Bus-Verbindung: Ludwigsfelder fühlen sich abgehängt

München - Am Rand der Stadt waren sie schon immer. Doch in jüngster Zeit fühlen sich die Ludwigsfelder abgehängt. Die Busverbindung mit der Stadt lässt zu wünschen übrig.

Seit Dezember 2013 verbindet die Linie 172 Dachau und Karlsfeld mit dem Münchner Norden. Auch die Ludwigsfelder profitieren von den interkommunalen Bussen. Die kleine Siedlung liegt westlich von Feldmoching nahe dem Gewerbegebiet MAN/MTU und ist mit öffentlichen Verkehrsmitteln nur schwer zu erreichen. Es gibt weder U- noch S-Bahnanschluss. Allerdings bedienen drei Hauptbuslinien Ludwigsfeld.
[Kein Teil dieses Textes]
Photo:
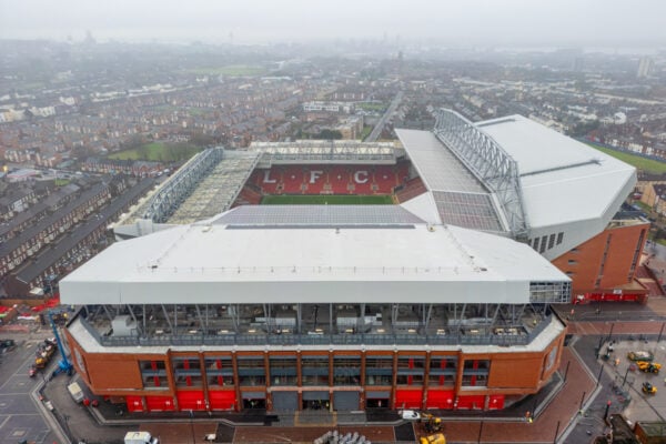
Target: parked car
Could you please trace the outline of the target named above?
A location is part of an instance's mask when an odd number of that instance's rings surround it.
[[[630,361],[652,361],[655,359],[655,355],[652,352],[636,351],[627,353],[627,357]]]
[[[421,420],[421,413],[418,413],[415,410],[400,410],[400,411],[397,411],[397,414],[400,415],[400,417],[402,417],[403,420],[407,420],[407,421]]]

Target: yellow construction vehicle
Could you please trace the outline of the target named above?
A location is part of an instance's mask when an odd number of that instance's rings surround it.
[[[662,370],[662,364],[657,364],[656,362],[636,361],[636,365],[639,371],[645,373],[659,373],[659,370]]]
[[[442,418],[436,416],[431,416],[425,423],[425,431],[427,433],[435,433],[442,431]]]
[[[424,436],[421,438],[421,444],[446,444],[446,438],[443,433]]]

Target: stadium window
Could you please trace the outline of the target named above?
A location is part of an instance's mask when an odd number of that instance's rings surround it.
[[[548,242],[548,236],[547,235],[542,236],[541,246],[538,249],[539,253],[543,253],[544,251],[546,251],[546,242]]]

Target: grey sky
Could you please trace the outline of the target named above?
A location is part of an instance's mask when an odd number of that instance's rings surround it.
[[[0,38],[666,47],[664,0],[0,0]]]

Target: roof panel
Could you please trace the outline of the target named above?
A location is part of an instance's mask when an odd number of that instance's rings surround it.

Eine davon ist Nummer 172. Seitdem die Linie jedoch nicht mehr nur bis Feldmoching, sondern weiter bis zur Haltestelle Am Hart führt, um dort das Forschungs- und Innovationszentrum (FIZ) von BMW anzusteuern, kommt es regelmäßig zu erheblichen Verspätungen von bis zu einer Viertelstunde.

„Im Winter ist das für die Ludwigsfelder eine Katastrophe“, sagt Taissa Jazenko (SPD) vom Bezirksausschuss Feldmoching-Hasenbergl. Sie wohnt selbst in der Siedlung. „Da die Buslinie nur alle 20 bis 60 Minuten verkehrt, sind die Verspätungen für die Fahrgäste eine erhebliche Einschränkung.“ Vor allem bei den derzeitigen Minusgraden.
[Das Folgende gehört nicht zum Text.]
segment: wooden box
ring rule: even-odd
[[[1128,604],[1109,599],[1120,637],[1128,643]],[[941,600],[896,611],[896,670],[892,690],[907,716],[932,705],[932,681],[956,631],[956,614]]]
Der Bezirksausschuss bittet die MVG nun darum, den Grund für die Verzögerungen zu eruieren und diese fortan abzustellen. Entwickelt wurde das neue Konzept für die Linie 172 in Kooperation mit dem MVV und dem Landkreis Dachau. Der Umstieg aufs Auto ist für die meisten Ludwigsfelder keine Alternative. Die Parkplatznot in der Siedlung ist schon seit Jahren ein großes Problem.